Early ratings results for Sunday night’s broadcast of the 83rd Academy Awards ceremony on ABC pointed toward an overall audience of 37.6 million, about 4 million viewers short of last year’s 41.7 million.
In a year when ratings for the Grammys, the Golden Globes and the Super Bowl were all up, the bright, new Twitter-fingered Oscars were down. Tom Sherak, president of the Academy of Motion Picture Arts and Sciences, which bestows the awards and produces the telecast, was not ready to concede defeat, however. “I think it’s a beginning — everything needs to start somewhere,” Mr. Sherak said in a telephone interview. “Something didn’t work? Let’s try to fix it.”

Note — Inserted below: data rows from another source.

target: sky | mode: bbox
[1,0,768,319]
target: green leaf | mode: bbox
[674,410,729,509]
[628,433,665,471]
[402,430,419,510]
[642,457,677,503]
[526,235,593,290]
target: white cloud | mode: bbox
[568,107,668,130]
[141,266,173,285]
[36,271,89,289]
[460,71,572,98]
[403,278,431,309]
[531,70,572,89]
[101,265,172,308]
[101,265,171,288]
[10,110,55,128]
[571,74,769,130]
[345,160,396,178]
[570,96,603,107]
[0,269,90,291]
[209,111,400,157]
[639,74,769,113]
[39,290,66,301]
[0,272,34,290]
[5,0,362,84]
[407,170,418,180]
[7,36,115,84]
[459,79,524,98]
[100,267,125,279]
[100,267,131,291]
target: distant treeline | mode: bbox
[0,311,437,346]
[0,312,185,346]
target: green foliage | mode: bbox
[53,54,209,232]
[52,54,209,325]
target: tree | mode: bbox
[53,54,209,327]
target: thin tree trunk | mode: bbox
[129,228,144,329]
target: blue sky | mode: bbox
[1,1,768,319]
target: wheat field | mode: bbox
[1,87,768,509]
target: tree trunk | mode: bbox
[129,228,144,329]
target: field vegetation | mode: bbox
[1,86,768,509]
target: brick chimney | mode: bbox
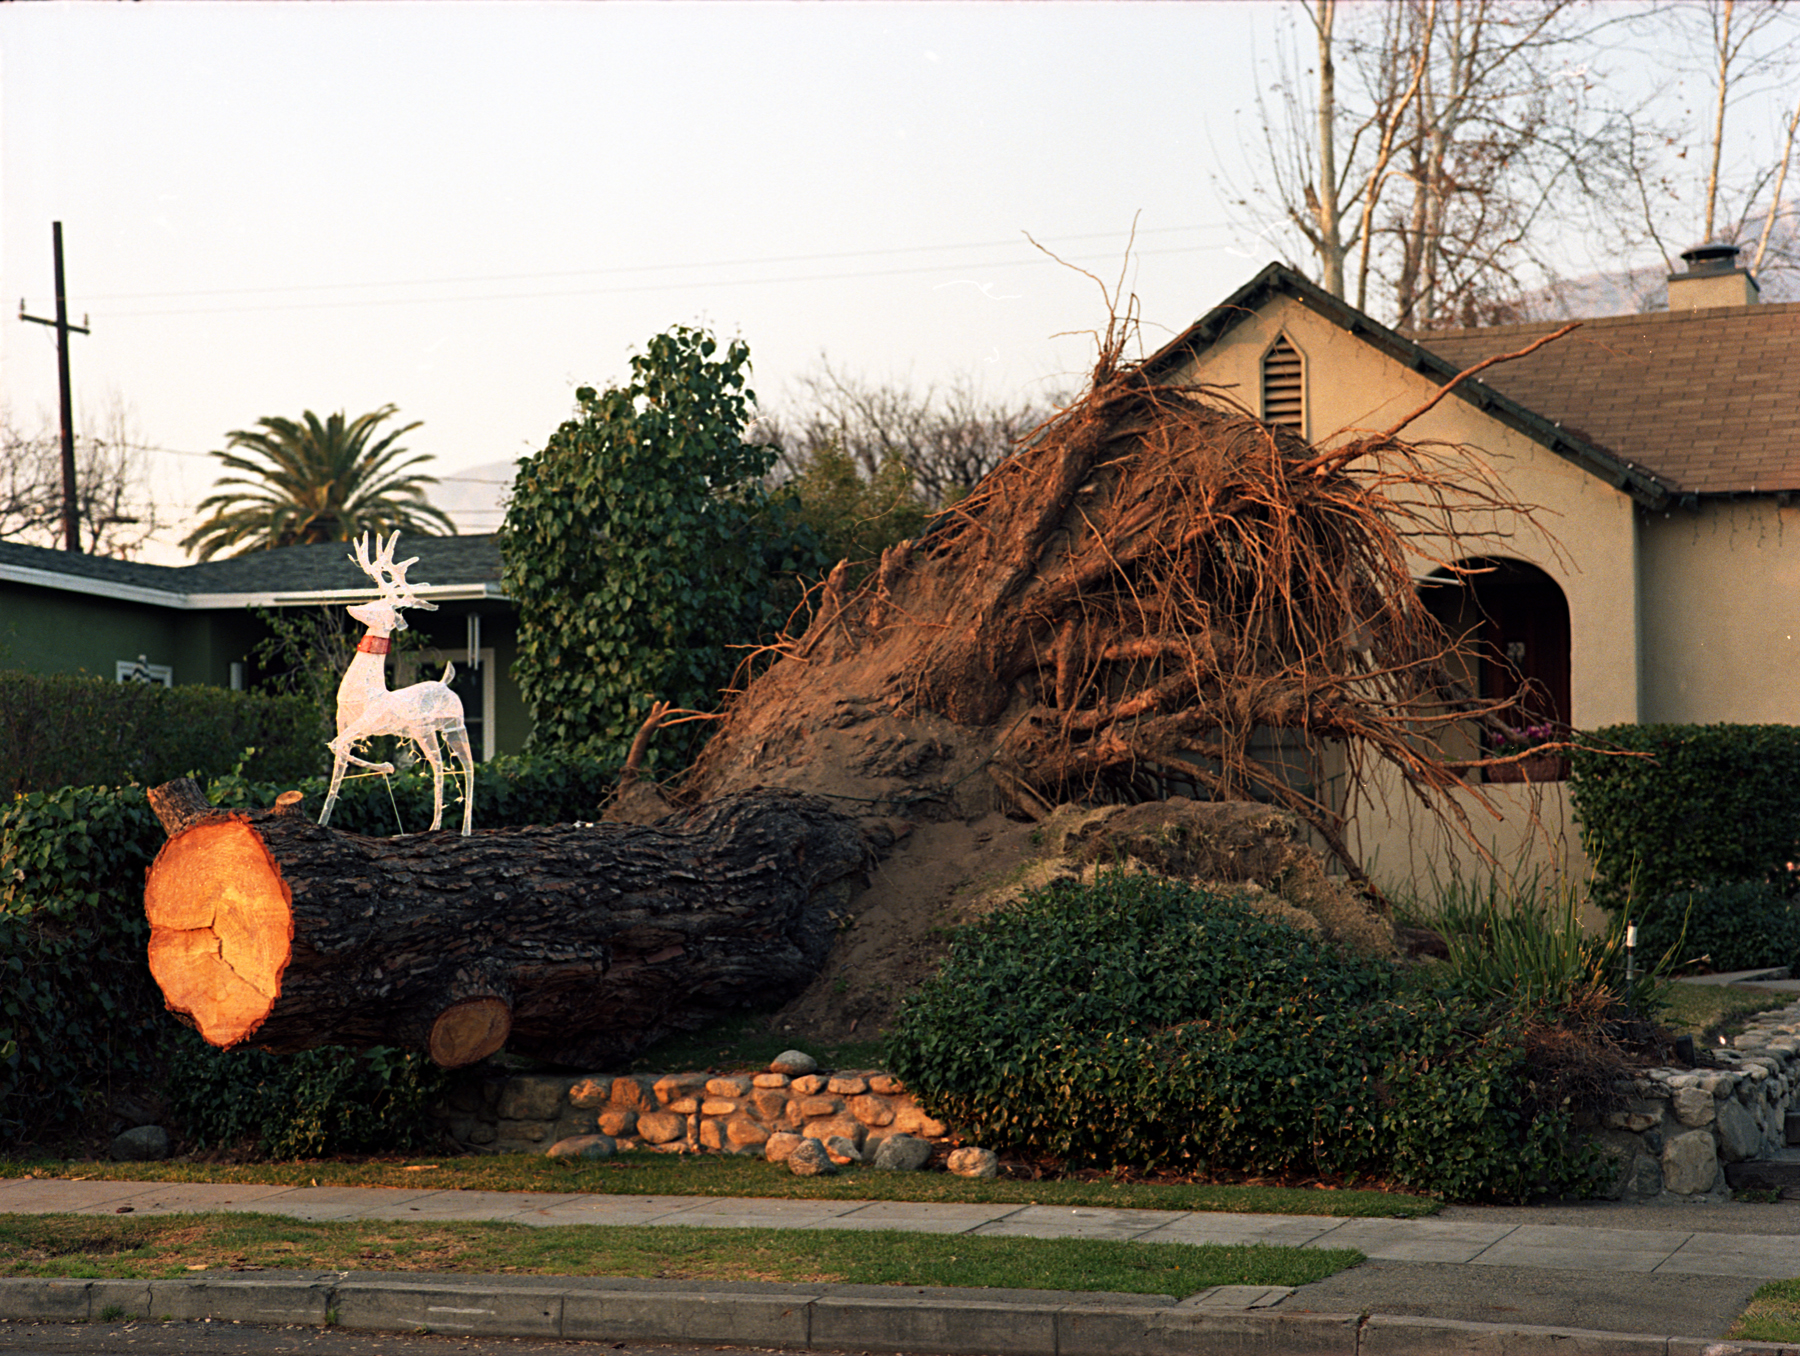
[1667,241,1760,310]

The viewership figures mean that these annual movie awards are still chugging along as a spectacle one-third the size of the Super Bowl, almost as big as a good playoff game and down about 34 percent from their own contemporary ratings peak, in 1998, when “Titanic” helped deliver more than 57 million viewers.
But Mr. Franco and Ms. Hathaway survived. And for the Oscars, there’s always next year.